Sa Une avait suscité une vague d'indignation: l'hebdomadaire d'extrême droite Minute doit répondre ce mercredi du délit d'injure raciale devant la justice pour avoir comparé la ministre de la Justice Christiane Taubira à un singe.
 
Le scandale avait éclaté le 13 novembre 2013, alors que Christiane Taubira avait été la cible peu de temps auparavant d'injures racistes.  En couverture de son édition, ce jour là, Minute affichait une photo de la garde des Sceaux avec comme légende : "Maligne comme un singe, Taubira retrouve la banane". 
 
Le soir même au 20 heures de France 2, la ministre avait dénoncé des propos "d'une extrême violence", qui "dénient mon appartenance à l'espèce humaine". "J'encaisse le choc mais c'est violent pour mes enfants, pour mes proches et pour tous ceux qui ont une différence", avait-elle ajouté.
 
 

Multiples réactions de soutien

Au Parlement, à la sortie du Conseil des ministres, sur Twitter ou dans les médias, responsables politiques de tous bords, militants antiracistes et anonymes lui ont apporté leur soutien.

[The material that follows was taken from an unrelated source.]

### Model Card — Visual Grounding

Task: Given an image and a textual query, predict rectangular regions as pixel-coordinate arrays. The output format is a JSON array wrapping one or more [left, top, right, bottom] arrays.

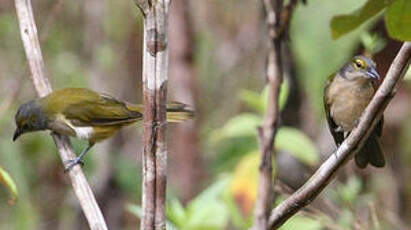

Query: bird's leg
[[64, 143, 95, 173]]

Le journal a aussi essuyé les foudres de toute la classe politique, du PCF qui condamne une couverture "raciste, minable et stupide" au Front national qui la juge "inadmissible et extrêmement choquante".
 
 

Le Premier ministre avait alerté le parquet

Fidèle à sa ligne de conduite consistant à ne pas engager des poursuites contre les attaques racistes à son encontre, Christiane Taubira n'avait pas déposé plainte. Mais après signalement du Premier ministre de l'époque Jean-Marc Ayrault au procureur de Paris, le parquet avait ouvert une enquête et poursuit le directeur de la publication de Minute devant la 17ème chambre du tribunal correctionnel de Paris.

"Une parution comme celle-là, ce n'est pas de l'information, c'est une infraction qui appelle une sanction", avait déclaré le locataire de Matignon.


"Jeu de mots horrible"

"Nous ne sommes pas du tout racistes", s'était défendu Jean-Marie Molitor, le directeur de la publication de Minute,  reconnaissant un "jeu de mots horrible", "du mauvais goût à l'état pur". "C'est de la satire mais ce n'est pas un délit", avait-il estimé.
L'avocat de Minute, Frédéric Pichon invoque une volonté du journal de traiter par l'"outrance", la "provocation, une situation qui est grotesque" selon lui.
 

 

Peu de temps avant, Christiane Taubira avait été visée par des injures lors d'une manifestation d'opposants au mariage homosexuel à Angers. "Les paroles d'une gamine de dix ans deviennent une affaire d'Etat, c'est quand-même délirant", estime Me Pichon, qui voit chez la garde des Sceaux "une volonté de victimisation" pour "attirer la compassion et détourner l'attention des Français par rapport aux vrais problèmes".


Un dessin passé inaperçu 

 
Le tribunal se penchera également sur un dessin, passé relativement inaperçu, paru dans Minute fin octobre 2013. Il représentait un singe, versant une larme, dont l'avocat déclarait: "mon client porte plainte pour avoir été odieusement caricaturé en Taubira". Le dessinateur et le directeur de la publication sont poursuivis, également pour injure publique à caractère racial, délit puni d'une peine maximale de six mois de prison et 22.500 euros d'amende.
 
 

La candidate FN et le post Facebook

Mi-octobre 2013, Anne-Sophie Leclère, ex-tête de liste FN aux municipales à Rethel (Ardennes), avait elle aussi comparé Christiane Taubira à un primate. Elle a été  condamnée le 15 juillet par le tribunal correctionnel de Cayenne (Guyane) à neuf mois de prison ferme, 5 ans d'inéligibilité et 50.000 euros d'amende et a fait appel.

Dans un reportage diffusé sur France 2, Anne-Sophie Leclère, assumait sans difficulté le photomontage publié sur sa page Facebook comparant un petit singe (avec la mention "à 18 mois") à la garde des Sceaux ("maintenant"). Niant tout "racisme", cette commerçante expliquait néanmoins préférer voir Christiane Taubira "dans un arbre après les branches que comme ça, au gouvernement". Elle avait été exclue du FN à trois mois des municipales.
Au terme d'une enquête préliminaire, le parquet de Paris avait renvoyé Anne-Sophie  Leclère en correctionnelle pour injure raciale. Ce dossier doit également être appelé à l'audience de mercredi, mais ne devrait pas être jugé, en vertu du principe selon lequel on ne peut en effet être jugé deux fois pour les mêmes faits.